0

So... I have a HTML file with a table containing the data of about... 2k people. These data include (and are not restricted to) address, email, telephone, bank accounts, etc.

I need to throw all these data into a MySQL database. So far, my attempts were:

1) Place it all within a form tag and attempt to (jquery-)serialize it. Too big.

2) Find a pattern in the HTML structure so I can:

a) Write thousands of SQL insert queries or

b) Receive it within a server-side program.

Didn't find a pattern.

3) Simply access the containing database. Nope. All the data is here. Database is gone.
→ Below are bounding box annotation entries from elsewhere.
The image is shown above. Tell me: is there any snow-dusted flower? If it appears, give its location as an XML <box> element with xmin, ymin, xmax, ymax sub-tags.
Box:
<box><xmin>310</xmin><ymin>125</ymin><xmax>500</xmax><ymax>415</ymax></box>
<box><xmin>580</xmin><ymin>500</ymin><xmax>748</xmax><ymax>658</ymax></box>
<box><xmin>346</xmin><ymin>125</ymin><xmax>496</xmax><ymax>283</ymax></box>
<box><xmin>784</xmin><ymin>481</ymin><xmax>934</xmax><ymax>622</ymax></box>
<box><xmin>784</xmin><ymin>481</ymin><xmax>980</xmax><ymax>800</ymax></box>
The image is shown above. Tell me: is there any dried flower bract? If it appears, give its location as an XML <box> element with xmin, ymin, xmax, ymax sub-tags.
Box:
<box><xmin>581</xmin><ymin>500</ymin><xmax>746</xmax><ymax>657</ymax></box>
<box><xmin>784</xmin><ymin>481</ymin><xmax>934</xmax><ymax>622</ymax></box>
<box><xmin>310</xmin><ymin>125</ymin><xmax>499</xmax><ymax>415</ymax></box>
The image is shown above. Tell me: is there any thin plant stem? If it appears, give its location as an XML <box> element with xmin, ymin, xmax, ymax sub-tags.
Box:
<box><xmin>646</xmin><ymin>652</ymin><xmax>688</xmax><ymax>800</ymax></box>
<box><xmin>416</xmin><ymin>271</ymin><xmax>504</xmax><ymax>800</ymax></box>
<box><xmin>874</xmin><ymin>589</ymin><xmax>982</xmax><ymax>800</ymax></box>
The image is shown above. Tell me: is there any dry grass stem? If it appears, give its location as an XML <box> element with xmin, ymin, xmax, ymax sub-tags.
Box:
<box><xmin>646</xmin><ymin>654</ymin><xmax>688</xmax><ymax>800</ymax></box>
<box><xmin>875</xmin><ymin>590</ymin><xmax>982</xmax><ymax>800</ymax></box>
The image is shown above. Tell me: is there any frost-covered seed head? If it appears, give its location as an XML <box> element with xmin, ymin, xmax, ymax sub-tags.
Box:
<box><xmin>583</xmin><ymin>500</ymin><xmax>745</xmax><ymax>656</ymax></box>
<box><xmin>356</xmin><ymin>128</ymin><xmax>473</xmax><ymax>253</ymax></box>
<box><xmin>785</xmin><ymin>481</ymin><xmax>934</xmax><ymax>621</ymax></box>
Gone.

The file is about 46MB, and contains 1,086,177 lines altogether. There are blank lines within these. Because of this, simply attempting to open the file in Notepad++ takes about 5 seconds, running it in Chrome eats about 400MB RAM, and even VIM takes a while to run over it.

It's not quite that difficult, actually. I mean, there is a

<table align="center" width="100%">
   <tbody>

on top of it... Problem is that all data, independently what or whom's, is merely separated by endless rows, such as

 <tr>
  <td nowrap="" align="right" valign="baseline"> 
    <div align="right"><font face="Verdana, Arial, Helvetica, sans-serif" size="1"><font color="#FF0000">*</font> 
      Email:</font></div>
  </td>
  <td nowrap="" align="left" valign="baseline"><font face="Verdana, Arial, Helvetica, sans-serif" size="2" color="#0000CC"><b> 
    <font color="#990000">email</font></b></font> </td>
  <td nowrap="" align="right" valign="baseline"><font face="Verdana, Arial, Helvetica, sans-serif" size="1"> 
    __Password__: </font></td>
  <td nowrap="" align="right" valign="baseline"> 
    <div align="left"> 
      **** 
    </div>
  </td>
  </tr>

Any, any, any ideas at all are truly welcome.

EDIT: To make things clearer: I need to find a pattern. VIM/Notepad++ Find/Replace expressions to create something I can throw into a MySQL database somehow - includes SQL scripts, post-querystrings,etc.

Eric Wu
  • 751
  • 7
  • 29
  • what about opening it using MS tools, such as Excel or Access. If they can format the data you can export from there – cha Jul 03 '14 at 04:23
  • You don't need a regex pattern. You need a program/script that loads the HTML into a DOM, iterates the table rows and fills values into a prepared SQL statement. If the HTML table structure is really simple you could also use Excel/OpenOffice Calc to convert it to CSV and load it with [mysqlimport](http://dev.mysql.com/doc/refman/5.1/en/mysqlimport.html). – Tomalak Jul 03 '14 at 05:44

1 Answers1

0

It turns out that you can simplify things. First, open it in some better text editor like Notepad++, and replace the tabs, consecutive spaces, and newlines with empty strings. This should reduce the size of the file by a tiny bit.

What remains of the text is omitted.